Thursday, March 07, 2013


Um mito da cultura

Pedro J. Bondaczuk

Acabo de reler um livro em que, quando da leitura original, já havia colhido preciosos ensinamentos e no qual, com a meticulosa releitura, detectei nuances, sutilezas e filigranas que me haviam escapado quando o li pela primeira vez. Trata-se do volume de memórias “Renembranças”, do saudoso professor Francisco Ribeiro Sampaio – mito da cultura de Campinas – ao qual me sinto compelido a render sinceros e comovidos tributos, e por uma série de razões, notadamente por sua importância no magistério e no cenário cultural da cidade.

Adianto-me em dizer que (infelizmente) não o conheci pessoalmente. Todavia, por vários e bem fundamentados motivos, colhi tantas e meticulosas informações a seu respeito, que é como se o tivesse não apenas conhecido a vida toda, mas convivido com ele, ininterruptamente, por anos a fio, privilégio esse, insisto, que as circunstâncias não me permitiram.

Entre tantos dos seus notáveis feitos – quer como professor de Português do Colégio Estadual Culto à Ciência, do qual foi diretor substituto em várias ocasiões e da Faculdade de Filosofia Ciências e Letras da Pontifícia Universidade Católica de Campinas, quer como destacado filólogo, ensaísta e polemista, quer como secretário de Educação e Cultura do Município de Campinas – foi o idealizador e um dos fundadores da Academia Campinense de Letras, a que tenho o orgulho de integrar há já por vinte anos.

Mas a razão principal do meu interesse por essa personalidade ímpar extrapola o terreno intelectual e artístico e descamba para o lado sentimental. Francisco Ribeiro Sampaio foi irmão do meu caríssimo, talentoso e inesquecível amigo Mauro Sampaio, de cuja amizade tanto me orgulho e me envaideço. Foi ele que me presenteou com o precioso livro “Renembranças”, de circulação restrita, o que, infelizmente, fez com que poucas pessoas tivessem acesso a essa preciosidade literária.
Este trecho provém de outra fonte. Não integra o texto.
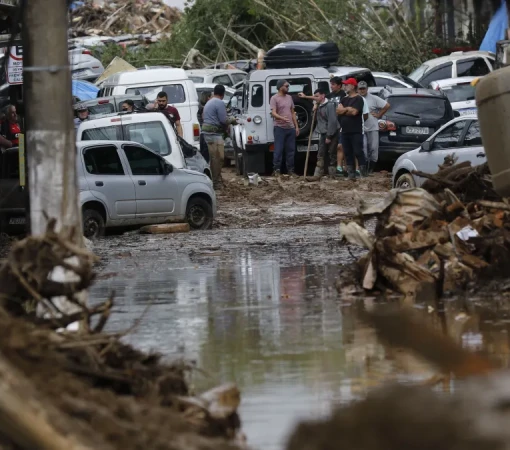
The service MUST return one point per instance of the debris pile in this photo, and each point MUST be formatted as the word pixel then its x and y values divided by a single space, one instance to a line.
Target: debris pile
pixel 117 18
pixel 86 389
pixel 437 238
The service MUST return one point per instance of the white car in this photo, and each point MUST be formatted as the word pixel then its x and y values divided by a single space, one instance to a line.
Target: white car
pixel 209 87
pixel 460 92
pixel 457 64
pixel 384 79
pixel 460 137
pixel 228 77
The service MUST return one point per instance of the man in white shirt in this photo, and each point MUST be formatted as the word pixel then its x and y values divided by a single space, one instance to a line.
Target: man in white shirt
pixel 377 107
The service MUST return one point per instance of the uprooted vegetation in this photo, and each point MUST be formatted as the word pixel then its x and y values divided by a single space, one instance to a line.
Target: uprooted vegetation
pixel 437 238
pixel 86 389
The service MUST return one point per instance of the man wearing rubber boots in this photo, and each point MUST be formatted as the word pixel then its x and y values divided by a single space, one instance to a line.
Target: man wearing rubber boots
pixel 327 127
pixel 351 112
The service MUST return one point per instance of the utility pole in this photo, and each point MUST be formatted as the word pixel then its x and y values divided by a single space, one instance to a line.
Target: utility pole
pixel 50 134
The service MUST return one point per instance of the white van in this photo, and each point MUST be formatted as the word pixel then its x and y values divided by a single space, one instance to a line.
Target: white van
pixel 179 88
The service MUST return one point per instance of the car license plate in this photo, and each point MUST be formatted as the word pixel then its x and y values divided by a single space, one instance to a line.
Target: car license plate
pixel 17 221
pixel 417 130
pixel 304 148
pixel 465 112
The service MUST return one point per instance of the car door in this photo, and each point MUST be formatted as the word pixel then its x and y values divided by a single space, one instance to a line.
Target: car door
pixel 443 144
pixel 156 193
pixel 109 181
pixel 471 148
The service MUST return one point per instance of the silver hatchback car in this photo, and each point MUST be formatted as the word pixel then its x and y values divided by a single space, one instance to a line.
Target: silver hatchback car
pixel 125 183
pixel 461 137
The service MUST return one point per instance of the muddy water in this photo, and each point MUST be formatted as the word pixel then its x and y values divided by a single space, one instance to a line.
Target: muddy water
pixel 258 307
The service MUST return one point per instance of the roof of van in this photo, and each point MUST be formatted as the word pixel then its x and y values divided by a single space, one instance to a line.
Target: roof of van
pixel 146 76
pixel 262 75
Explico, a obra em questão integrou a coleção “Publicações da Academia Campinense de Letras”. Foi o volume de número 30, publicado em 1975 (17 anos antes de eu tornar-me acadêmico) e não esteve, pois, disponível nas livrarias. Uma pena!      

Há tanta coisa a ser dita sobre este ilustre mestre e sobre seu precioso livro que, por maior que fosse meu poder de síntese (e este é extremamente reduzido, pois, até por temperamento e estilo, sou redator prolixo), não conseguiria esgotar o assunto apenas neste modesto, se não tosco, texto. Voltarei, certamente, a tratar do tema, embora sem esgotá-lo, pelo tanto que se há a dizer. Fico na dúvida, no entanto, se devo centralizar minhas considerações iniciais na obra que me suscitou a oportunidade para esta extemporânea homenagem ou se no seu talentoso autor. Bem, vamos ao primeiro caso.

Francisco Ribeiro Sampaio nasceu na cidade paulista de Santa Rita do Passa Quatro, em 17 de maio de 1909. Em 2009, centenário do seu nascimento – que não chegou a comemorar, pois nos deixou antes, em 6 de maio de 1988, onze dias antes de completar 70 anos – os meios culturais de Campinas e a Academia que idealizou e concretizou renderam-lhe justíssimas homenagens, às quais, claro, associei-me e com emoção e convicção, por estar ciente da sua memorável trajetória.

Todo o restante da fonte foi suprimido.